Biomechanics and Hypoplastic Left Heart Syndrome: Starting with Flow=Grow
Associate Professor, Physician
Pediatric Cardiology, Seattle Children's Research Institute/UW
January 11, 2018
Foege N130A, Wallace H. Coulter Seminar Room
As physician-scientist who cares for children born with cardiac defects, my research program is focused on understanding the pathogenesis of Hypoplastic Left Heart Syndrome (HLHS) and improving the care of these patients. HLHS is a condition in which children are born with left ventricle that is too small to support the systemic circulation. Current management consists of three palliative surgeries that do not result in recapitulation of a normal circulation. HLHS patients face very high morbidity and mortality, 5 year transplant-free survival is less than 70%, and are expensive to care for with initial hospitalization costs over $250,000. One of the hypothesis of the pathogenesis of HLHS is the “Flow=Grow” theory. Fetal echocardiographic data and animal experiments demonstrate that decreased blood flow into and/or out of the fetal left ventricle can perturb left ventricular growth. We are using finite element modeling and molecular biology to better understand this process. We have developed a strain based growth finite element model of fetal left ventricular growth. My laboratory has exposed embryonic mouse cardiomyocytes to cyclic stretch in order to elucidate key biomechanical responsive pathways. As a result of these experiments, we have identified a stretch responsive microRNA that can promote ventricular growth in vivo. The long term goal of this project is use molecular biology combined with multi-scale modeling to identify small molecules that can promote ventricular growth in HLHS patients.

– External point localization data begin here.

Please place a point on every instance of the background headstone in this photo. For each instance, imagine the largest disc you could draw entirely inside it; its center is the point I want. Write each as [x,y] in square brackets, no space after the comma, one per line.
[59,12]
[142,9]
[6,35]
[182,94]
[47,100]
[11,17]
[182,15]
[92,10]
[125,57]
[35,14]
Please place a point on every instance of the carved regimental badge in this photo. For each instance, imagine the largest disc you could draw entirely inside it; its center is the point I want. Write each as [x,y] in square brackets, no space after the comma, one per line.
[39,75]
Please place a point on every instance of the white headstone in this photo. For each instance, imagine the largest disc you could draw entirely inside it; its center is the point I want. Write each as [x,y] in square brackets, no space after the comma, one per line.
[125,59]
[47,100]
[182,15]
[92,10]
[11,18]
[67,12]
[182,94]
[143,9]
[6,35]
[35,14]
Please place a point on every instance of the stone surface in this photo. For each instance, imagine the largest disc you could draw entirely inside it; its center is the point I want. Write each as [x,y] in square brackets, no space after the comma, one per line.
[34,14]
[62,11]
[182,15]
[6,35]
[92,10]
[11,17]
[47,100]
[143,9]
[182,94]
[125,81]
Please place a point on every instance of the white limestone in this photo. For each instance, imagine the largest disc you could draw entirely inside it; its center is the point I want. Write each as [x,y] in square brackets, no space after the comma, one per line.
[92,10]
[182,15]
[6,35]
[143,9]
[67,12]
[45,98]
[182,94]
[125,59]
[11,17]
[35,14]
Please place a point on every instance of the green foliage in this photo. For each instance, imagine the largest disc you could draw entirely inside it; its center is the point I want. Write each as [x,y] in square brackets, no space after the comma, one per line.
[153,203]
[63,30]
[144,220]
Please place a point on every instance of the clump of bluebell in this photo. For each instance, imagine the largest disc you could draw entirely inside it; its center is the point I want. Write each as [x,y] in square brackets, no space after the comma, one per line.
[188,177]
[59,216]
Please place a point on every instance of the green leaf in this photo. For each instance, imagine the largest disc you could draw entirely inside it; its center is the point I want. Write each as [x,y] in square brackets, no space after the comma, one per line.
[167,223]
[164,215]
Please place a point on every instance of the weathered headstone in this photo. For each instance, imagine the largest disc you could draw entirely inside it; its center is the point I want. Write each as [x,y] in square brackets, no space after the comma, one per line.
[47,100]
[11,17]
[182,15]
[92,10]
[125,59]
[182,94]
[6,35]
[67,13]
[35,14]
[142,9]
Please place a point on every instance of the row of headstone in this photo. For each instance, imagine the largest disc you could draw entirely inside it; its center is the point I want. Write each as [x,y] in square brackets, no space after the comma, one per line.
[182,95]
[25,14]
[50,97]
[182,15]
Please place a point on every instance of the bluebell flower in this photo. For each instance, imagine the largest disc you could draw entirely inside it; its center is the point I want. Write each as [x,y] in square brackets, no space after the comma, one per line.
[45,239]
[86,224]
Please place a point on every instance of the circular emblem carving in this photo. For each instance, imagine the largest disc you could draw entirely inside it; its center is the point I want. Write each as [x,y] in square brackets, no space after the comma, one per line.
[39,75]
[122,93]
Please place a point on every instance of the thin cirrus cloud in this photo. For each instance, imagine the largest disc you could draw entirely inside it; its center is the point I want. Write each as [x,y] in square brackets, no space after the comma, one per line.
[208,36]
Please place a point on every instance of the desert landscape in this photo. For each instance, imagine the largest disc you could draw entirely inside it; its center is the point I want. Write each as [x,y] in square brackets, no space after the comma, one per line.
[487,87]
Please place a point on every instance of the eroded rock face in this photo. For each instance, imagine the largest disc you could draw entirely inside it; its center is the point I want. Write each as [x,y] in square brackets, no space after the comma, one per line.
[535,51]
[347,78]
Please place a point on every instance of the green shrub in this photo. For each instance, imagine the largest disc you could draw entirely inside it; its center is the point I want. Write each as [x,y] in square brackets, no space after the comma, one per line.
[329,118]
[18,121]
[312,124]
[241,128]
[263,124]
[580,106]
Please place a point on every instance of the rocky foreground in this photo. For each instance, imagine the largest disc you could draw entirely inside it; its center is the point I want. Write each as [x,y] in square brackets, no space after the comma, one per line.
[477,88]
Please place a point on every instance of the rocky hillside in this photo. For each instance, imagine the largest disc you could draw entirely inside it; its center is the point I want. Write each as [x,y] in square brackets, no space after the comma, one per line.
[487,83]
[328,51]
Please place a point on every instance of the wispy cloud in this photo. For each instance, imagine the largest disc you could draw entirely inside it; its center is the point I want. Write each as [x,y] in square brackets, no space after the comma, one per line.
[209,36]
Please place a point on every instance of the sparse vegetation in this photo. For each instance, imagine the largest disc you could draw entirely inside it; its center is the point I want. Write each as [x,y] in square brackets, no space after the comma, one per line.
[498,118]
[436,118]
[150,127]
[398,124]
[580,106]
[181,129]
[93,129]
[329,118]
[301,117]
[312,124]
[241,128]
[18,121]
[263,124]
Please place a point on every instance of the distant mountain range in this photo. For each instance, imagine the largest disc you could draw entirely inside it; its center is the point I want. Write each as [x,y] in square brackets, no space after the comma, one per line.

Another challenge in caring for the HLHS is the peri-operative inflammatory response. In order to perform intracardiac surgery, patients need to undergo cardiopulmonary bypass (CPB). CPB patients experience systemic inflammation during the first 24 hours after surgery. In neonatal CPB patients, this massive inflammation reaction can cause multi-organ system dysfunction and morbidity/mortality. It is believed that exposure of blood to shear stress, plastic tubing the in the CPB circuit, and hypothermia instigates the inflammatory response. Efforts to limit this inflammation response with modified ultra-filtration and corticosteroids has had limited effectiveness. We have performed mRNA-sequencing and miRNA-sequencing from neonates undergoing CPB in order to identify key molecular pathways that can be targeted to ameliorate the post-CPB response. I hope that discussion of these topics will help spur the conversation about some of the clinical issues in Pediatric Cardiology that are amenable to bioengineering solutions.
Vishal is physician-scientist who is also a practicing Pediatric Cardiologist. His interest in cardiac develop was sparked as Howard Hughes Medical Student Fellow in Dr. Robert J. Schwartz at Baylor College of Medicine. He pursued this interest by doing a post-doc with Deepak Srivastavsa at UT Southwestern and the Gladstone Institute at UCSF. In 2009, Vishal started his lab at UC San Diego where he developed collaborations with engineers such as Drs. Andrew McCulloch, Jeff Omens, Juan Lasheras, and Juan Carlos del Alamo. This past October, Vishal joined Seattle Children’s/UW and is continuing his R01 funded efforts to combine molecular biology and engineering to improve the understanding and treatment of complex congenital heart defects, such as Hypoplastic Left Heart Syndrome.